There are cases where it is too big, and there are cases where it is too small. For example, Class C allows only 254 IP addresses per network.
It cannot be used in networks with more than 254 hosts. Therefore, we would like to use a class B address, but IP addresses are in short supply and it is difficult to obtain a class B IP address.
So look at the diagram below. As shown in the figure below, class C addresses can have 510 host addresses (2 9 -2) if the network address is changed from 24 bits to 23 bits .
Also, as shown in the figure below, if the network address is changed from 24bit to 22bit, it will increase to 1,022 (2 10 -2).
In this way, by eliminating class boundaries and freely allocating addresses, it is possible to allocate addresses that match the size of the network.
This addressing method is called classless addressing, and CIDR is the concept that enables routing in this classless allocated network.
Problems with classful routing
Here, I will explain the problems of classful routing.
◆ Waste of IP address
Classful routing can only route correctly with classful addresses.
Therefore, each network can only be assigned a classful address with the network address part and the host address part separated in 8-bit units.
This means that you allocate addresses that are not the correct size for the network to which they apply. For example, suppose you assign a Class C IP address to your WAN link as shown in the diagram below.
Class C has 254 addresses available. You're wasting 252 IP addresses by using only 2 IP addresses on the WAN link.
In situations like this where only classful addresses are routable, a significant amount of IP addresses is wasted.
◆Routing table size problem
In large networks, routers have to learn a huge number of networks. Therefore, the number of entries in the routing table becomes enormous. It is said that there are hundreds of thousands of networks on the Internet.

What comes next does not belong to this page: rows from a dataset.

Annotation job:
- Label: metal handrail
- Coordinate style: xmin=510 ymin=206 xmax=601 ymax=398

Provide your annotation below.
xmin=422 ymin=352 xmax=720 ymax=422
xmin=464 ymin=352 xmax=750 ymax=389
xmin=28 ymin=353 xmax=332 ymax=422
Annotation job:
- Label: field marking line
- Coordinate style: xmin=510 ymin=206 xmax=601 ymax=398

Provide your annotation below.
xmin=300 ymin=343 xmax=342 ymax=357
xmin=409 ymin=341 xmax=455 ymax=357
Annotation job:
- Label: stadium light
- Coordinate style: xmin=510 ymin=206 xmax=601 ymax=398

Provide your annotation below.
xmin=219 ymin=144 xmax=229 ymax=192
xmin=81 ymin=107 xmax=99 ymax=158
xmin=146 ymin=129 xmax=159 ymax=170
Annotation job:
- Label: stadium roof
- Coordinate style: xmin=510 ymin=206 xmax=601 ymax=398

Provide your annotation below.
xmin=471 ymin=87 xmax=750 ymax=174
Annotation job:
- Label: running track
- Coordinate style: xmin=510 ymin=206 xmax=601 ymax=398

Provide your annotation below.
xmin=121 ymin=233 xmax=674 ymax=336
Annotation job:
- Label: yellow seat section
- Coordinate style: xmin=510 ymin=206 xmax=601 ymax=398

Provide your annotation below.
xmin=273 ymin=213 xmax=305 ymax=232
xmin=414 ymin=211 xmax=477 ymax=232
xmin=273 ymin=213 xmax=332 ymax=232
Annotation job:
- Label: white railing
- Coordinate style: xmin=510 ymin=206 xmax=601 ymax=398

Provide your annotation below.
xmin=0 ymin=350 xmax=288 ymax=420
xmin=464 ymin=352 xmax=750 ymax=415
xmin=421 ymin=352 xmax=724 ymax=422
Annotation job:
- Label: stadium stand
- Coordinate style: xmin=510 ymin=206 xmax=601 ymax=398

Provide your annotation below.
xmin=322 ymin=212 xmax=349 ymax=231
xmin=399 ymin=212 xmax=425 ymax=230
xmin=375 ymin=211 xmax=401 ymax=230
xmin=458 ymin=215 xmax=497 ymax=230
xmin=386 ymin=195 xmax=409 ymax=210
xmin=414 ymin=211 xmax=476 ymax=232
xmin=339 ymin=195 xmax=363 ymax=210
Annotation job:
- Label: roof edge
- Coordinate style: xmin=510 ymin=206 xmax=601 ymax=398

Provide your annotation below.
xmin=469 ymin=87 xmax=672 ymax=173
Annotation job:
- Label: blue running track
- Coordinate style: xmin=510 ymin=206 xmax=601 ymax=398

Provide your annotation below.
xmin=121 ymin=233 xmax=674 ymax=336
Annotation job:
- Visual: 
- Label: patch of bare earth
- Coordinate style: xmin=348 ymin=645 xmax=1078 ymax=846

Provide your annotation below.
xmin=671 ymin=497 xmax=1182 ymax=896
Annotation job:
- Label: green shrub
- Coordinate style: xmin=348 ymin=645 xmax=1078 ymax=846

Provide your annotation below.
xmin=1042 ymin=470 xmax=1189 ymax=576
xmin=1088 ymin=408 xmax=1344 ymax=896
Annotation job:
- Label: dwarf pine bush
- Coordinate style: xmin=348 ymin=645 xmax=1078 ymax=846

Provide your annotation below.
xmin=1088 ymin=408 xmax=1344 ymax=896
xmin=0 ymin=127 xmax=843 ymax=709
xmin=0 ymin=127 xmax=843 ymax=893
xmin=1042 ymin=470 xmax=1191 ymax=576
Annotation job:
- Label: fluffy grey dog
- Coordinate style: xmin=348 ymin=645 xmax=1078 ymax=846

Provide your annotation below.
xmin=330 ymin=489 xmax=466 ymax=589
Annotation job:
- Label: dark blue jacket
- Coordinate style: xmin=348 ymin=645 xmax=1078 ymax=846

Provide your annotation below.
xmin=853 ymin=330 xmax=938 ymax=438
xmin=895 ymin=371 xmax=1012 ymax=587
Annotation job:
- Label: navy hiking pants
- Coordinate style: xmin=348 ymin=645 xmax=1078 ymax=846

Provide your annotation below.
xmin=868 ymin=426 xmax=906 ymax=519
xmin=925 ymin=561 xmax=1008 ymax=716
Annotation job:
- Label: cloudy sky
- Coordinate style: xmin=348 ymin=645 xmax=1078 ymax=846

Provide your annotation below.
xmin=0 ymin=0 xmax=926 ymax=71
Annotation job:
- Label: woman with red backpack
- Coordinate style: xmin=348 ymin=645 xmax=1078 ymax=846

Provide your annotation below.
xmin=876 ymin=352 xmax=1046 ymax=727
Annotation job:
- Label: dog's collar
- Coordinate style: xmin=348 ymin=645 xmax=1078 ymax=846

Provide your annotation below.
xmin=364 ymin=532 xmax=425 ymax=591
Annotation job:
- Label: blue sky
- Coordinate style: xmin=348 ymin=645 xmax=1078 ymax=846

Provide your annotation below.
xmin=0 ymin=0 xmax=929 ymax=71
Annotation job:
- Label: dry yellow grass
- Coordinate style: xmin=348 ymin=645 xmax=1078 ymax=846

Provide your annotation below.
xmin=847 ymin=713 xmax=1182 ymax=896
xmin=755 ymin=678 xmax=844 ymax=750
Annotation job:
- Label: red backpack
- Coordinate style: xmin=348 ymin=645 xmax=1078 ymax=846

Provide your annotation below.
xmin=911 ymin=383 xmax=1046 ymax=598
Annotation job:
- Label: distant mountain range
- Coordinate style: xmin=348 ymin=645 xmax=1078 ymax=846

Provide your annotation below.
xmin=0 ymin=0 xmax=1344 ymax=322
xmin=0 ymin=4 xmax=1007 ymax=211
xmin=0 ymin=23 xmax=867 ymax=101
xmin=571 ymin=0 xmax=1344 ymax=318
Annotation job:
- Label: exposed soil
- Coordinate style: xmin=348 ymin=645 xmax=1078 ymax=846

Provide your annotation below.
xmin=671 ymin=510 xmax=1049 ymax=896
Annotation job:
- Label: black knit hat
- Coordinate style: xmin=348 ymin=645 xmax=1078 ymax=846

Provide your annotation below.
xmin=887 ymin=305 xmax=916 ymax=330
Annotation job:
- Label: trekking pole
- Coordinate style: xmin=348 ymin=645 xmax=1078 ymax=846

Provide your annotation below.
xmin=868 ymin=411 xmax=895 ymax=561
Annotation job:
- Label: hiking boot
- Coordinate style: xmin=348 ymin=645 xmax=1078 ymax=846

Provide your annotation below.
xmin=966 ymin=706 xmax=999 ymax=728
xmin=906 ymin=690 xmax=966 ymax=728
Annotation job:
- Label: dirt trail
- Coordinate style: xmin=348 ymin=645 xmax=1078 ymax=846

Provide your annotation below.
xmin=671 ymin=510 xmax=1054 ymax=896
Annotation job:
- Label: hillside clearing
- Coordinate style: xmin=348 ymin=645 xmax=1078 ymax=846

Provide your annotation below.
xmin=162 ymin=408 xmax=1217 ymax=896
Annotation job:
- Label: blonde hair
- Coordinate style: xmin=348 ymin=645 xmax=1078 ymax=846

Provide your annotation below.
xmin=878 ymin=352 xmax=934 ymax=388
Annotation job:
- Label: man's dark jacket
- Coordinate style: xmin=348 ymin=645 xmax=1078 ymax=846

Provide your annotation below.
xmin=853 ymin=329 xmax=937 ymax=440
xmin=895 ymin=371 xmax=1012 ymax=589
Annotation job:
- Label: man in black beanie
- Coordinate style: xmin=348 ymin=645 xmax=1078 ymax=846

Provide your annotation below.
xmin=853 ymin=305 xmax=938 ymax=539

As the size of the routing table increases, the CPU and memory of the router will be burdened and the overhead will increase. Searching through this huge number of entries for each received packet would be a very heavy task.
Classful routing has limitations. By consolidating multiple networks into one, it is necessary to reduce the routing table size and reduce the burden on CPU and memory. This is called route aggregation.
CIDR enables routing in this route aggregation environment.
◆Classful routing problem
Depending on your network layout, especially if you have discontinuous subnets in place, they may not route correctly.
In a classful environment, routing has many restrictions. You'll run into problems with class boundaries. For example, route information for a network different from the sending interface will be sent updates to neighboring routers as classful network addresses.
Typical classful routing protocols include RIPv1 and IGRP. Here, we will explain assuming that RIP is used as the routing protocol.
●Router_A notifies "172.16.0.0" to Router_B.
●Router_C notifies "172.16.0.0" to Router_B.
In the figure above, for Router_B, "172.16.1.0/24" and "172.16.2.0/24" have the same distance, so the cost is the same. As a result, the routing table on Router_B will have a "172.16.0.0/16" route to the right and a "172.16.0.0/16" route to the left.
For RIP, load balancing occurs when there are multiple equal-cost paths. In other words, at this point, it means that routing cannot be done correctly.
Thus, classful routing has its limits.
By eliminating class boundaries called CIDR, you can now understand how important it is to be able to allocate IP addresses freely and to enable routing in a classless addressing environment.